OK boomer
C’est le slogan de l’année. Peut-être même l’emblème d’une tumultueuse décennie agonisante. OK boomer. Deux mots simples, à la manière d’un texto ou d’une émoticône satirique, railleuse et frustrée à la fois. OK boomer: cause toujours, tu n’as rien compris, la ferme. C’est à l’image d’une époque.
On y devine la représentation d’une fracture générationnelle et d’une rupture irréconciliable entre les valeurs et les idéaux de ceux qu’on appelle millénariaux et ceux de leurs parents et grands-parents, les baby-boomers. C’est ça, mais pas tout à fait.
La fracture est aussi démographique, socio-économique et culturelle. L’accélération effrénée des bouleversements sociaux depuis 20 ans a sans doute exacerbé la faille entre ceux et celles qui accueillent positivement le changement et s’y adaptent facilement et rapidement, souvent jeunes, et ceux qui ne l’acceptent pas et y résistent plus ou moins farouchement, souvent moins jeunes.
Plus qu’un stéréotype
Le boomer de «OK boomer» n’est pas seulement le stéréotypé homme blanc sexagénaire hyper privilégié. C’est le cynique, le réactionnaire, l’anachronique, le rétrograde. C’est l’anxieux déprimé devant les évolutions technologiques, l’urgence climatique, la diversité sociale, l’immigration, les assistés sociaux, les maudits cyclistes, les gauchistes du Plateau, les féministes de l’UQAM, les toilettes non genrées, le coton ouaté de Catherine Dorion, l’androgynie de Hubert Lenoir, le sexe de Gabrielle Bouchard, le foulard de Dalila Awada et le turban de Jagmeet Singh.

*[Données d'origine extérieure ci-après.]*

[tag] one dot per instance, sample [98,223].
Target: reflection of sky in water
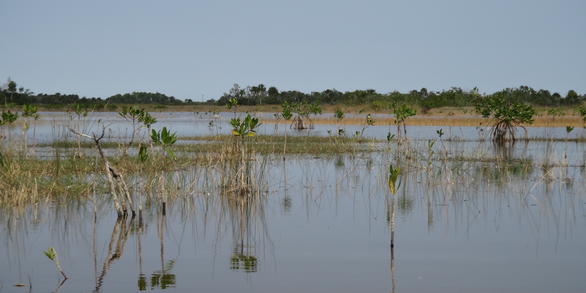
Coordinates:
[53,125]
[325,229]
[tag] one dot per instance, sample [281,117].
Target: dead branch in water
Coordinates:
[118,187]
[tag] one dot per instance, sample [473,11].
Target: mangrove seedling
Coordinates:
[164,138]
[287,111]
[582,112]
[137,117]
[8,118]
[51,253]
[246,127]
[507,114]
[369,122]
[303,111]
[339,115]
[232,103]
[28,112]
[402,112]
[143,153]
[393,177]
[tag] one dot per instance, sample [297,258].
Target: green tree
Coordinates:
[507,112]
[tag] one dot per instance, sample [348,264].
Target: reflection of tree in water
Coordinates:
[115,248]
[163,278]
[160,279]
[246,215]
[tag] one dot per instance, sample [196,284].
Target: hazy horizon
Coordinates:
[199,50]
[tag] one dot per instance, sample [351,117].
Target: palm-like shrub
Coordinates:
[246,127]
[507,113]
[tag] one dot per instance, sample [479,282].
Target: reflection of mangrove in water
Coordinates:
[247,219]
[461,190]
[123,227]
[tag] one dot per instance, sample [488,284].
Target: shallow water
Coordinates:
[54,126]
[324,225]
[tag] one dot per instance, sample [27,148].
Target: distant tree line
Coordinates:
[10,93]
[453,97]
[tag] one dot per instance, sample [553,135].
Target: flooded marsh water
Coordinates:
[467,216]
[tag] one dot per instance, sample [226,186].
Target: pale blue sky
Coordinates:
[191,49]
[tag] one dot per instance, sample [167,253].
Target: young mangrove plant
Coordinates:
[287,114]
[392,179]
[369,122]
[402,112]
[246,127]
[582,112]
[28,112]
[165,138]
[7,118]
[339,115]
[507,114]
[302,112]
[138,118]
[51,253]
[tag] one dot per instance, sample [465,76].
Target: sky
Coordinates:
[198,49]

Le boomer «capote» sur tout, c’est grave! Ce n’est donc pas qu’une question d’âge et de génération. Parce qu’il ne faut pas oublier que les baby-boomers, c’était les jeunes des années 1960 et 1970, ceux et celles de la Révolution tranquille, de la libéralisation des mœurs et de la sexualité, des hippies et des punks, des mouvements féministes et des droits civils, de Woodstock et de mai 68. Les baby-boomers ne sont pas tous boomers, et vice-versa.
Le boomer «capote» sur tout, c’est grave!
Je ne suis pas un boomer. Je ne suis pas un baby-boomer non plus. Je fais partie de la génération X, celle qui a été oubliée, celle qu’on n’écoute pas, celle qu’on n’a jamais écoutée.
Ça me donne la légitimité et le droit de vous parler, d’être l’arbitre de cette pseudo-guerre des générations.
Descendez donc de vos grands chevaux, ouvrez votre esprit, écoutez attentivement.
Les millénariaux, continuez à défier l’ordre établi, le statu quo et l’establishment. Nous avons besoin de votre fougue et de votre idéalisme. Mais soyez attentifs aux doléances de ceux qui ont peur, rassurez-les, tenez-leur la main, écoutez-les.
Les baby-boomers, continuez à nous ramener au pragmatisme du monde réel, à nous rappeler l’histoire et à nous prévenir des dangers qui nous guettent. Nous avons besoin de votre expérience et de votre sagesse. Mais soyez humbles et écoutez les doléances de ceux qui veulent tout changer, conseillez-les, tenez-leur la main, écoutez-les.
C’est dans l’équilibre que se fait le bonheur. Parce qu’au fond, on est tous le boomer de quelqu’un, ou on le sera un jour.